Several neighbors interviewed today said the al Qaeda fighters fled with their families to their mountain stronghold in the nearby White Mountains a few days after Sept. 11. Abandoned baby bottles, scattered shoes and other evidence of their hasty departure can be found throughout the housing compound. Many of the men who lived there are believed to be holed up in the mountain valley of Milawa, where anti-Taliban forces launched an offensive this week against the heavily fortified al Qaeda network of caves.

An estimated 1,000 bin Laden loyalists are fighting in the mountains, according to field commanders who say they are the same al Qaeda troops who lived freely among them in Jalalabad. The compounds here in Farm Hada appear capable of housing hundreds in mud houses surrounded by a high wall.

The house in which the notes were found was typically modest, consisting of a main room, bedroom and kitchen. Squash is still growing on a vine outside, while inside little remains besides scattered papers on the floor. This morning, several U.S. warplanes flew directly overhead, on their way to bombing runs against al Qaeda in the mountains.

The notes can be roughly divided into two categories: instructions on how to go after a target, and tips for avoiding getting caught.

One page, with the Arabic heading "By the name of Allah, the most compassionate and most merciful," is a checklist of "how to observe a house and Perticular Target," recommending a survey of how many cars and people are around the house, how well it is secured and how to travel to and from the place.

"We have to watch our target by microscopic eyes," the notes say.

But al Qaeda expected more than just simple logistics. The notes say that agents in the West were also required to collect vast amounts of information about their "watching area," including "heretic habits," population, security measures, military presence, local religious practices and extensive political information about parties, "minority government organisation" and Islamic organizations.

Once assembled, all such information about the target was to be returned in detailed reports, and the notes dwell at some length on the proper form and contents of an approved scouting report, down to the formatting of the title page. Among the information demanded: how many "pepols in the ground [named], what kind of technologi is used in the mission . . . cover story -- any mistake." Photographs and maps of the target should also be included, as well as a notation as to whether the report was "normal" or "urgent."

Concerns about how to travel under a false identity and successfully infiltrate the alien culture of the West take up much of the notes.
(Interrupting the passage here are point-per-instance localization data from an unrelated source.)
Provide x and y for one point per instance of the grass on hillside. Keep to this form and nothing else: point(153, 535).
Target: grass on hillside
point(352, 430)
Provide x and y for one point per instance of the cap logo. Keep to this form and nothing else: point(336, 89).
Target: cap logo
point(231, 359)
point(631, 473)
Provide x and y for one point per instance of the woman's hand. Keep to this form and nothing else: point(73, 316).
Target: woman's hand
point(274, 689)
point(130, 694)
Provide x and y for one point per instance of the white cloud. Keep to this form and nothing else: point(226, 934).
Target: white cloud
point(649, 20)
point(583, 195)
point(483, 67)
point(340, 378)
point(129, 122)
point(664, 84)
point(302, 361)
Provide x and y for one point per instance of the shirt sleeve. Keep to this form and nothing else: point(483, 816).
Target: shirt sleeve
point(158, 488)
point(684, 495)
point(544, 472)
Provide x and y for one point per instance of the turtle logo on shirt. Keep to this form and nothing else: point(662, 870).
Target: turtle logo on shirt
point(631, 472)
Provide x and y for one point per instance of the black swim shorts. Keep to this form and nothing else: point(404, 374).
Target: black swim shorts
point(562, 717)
Those traveling with forged passports were advised to have a supporting document with the same name, as well as knowledge about the country being visited. "If you have any forge nationality and passports you have to know" the language, important cities, a telephone number, the name of the president, its population, currency and "interior problem," the notes instruct. Most important, though, is a "good cover story why you carry this passport."

Even the process of buying a plane ticket is not left to chance. Instructions include buying the ticket in person, wearing European-style clothes and selecting a popular tourist destination as the first stop en route to the real target.

Finally, there are many tips on passing for a Westerner. Clothes should be used, not new and therefore "suspicious," but they should match well. And under no circumstances should the agent bring along any clothing made in countries associated with Islamic terrorism.

Deodorant is meant to be used directly on the body, the notes advise, rather than on clothing, while watches should be worn on the left wrist. Rings should be made of gold, even though Islamic fundamentalists say it violates religious law for men to wear gold. It is important to know the difference between perfume and after-shave, the notes say, and even more significant to know the difference between perfume for men and that for women. "If you will use the female perfume so you will be in big trouble."

In the end, the advice for going undercover comes down to this simple precept for packing: "Don't taike any thing wich belong to Islam."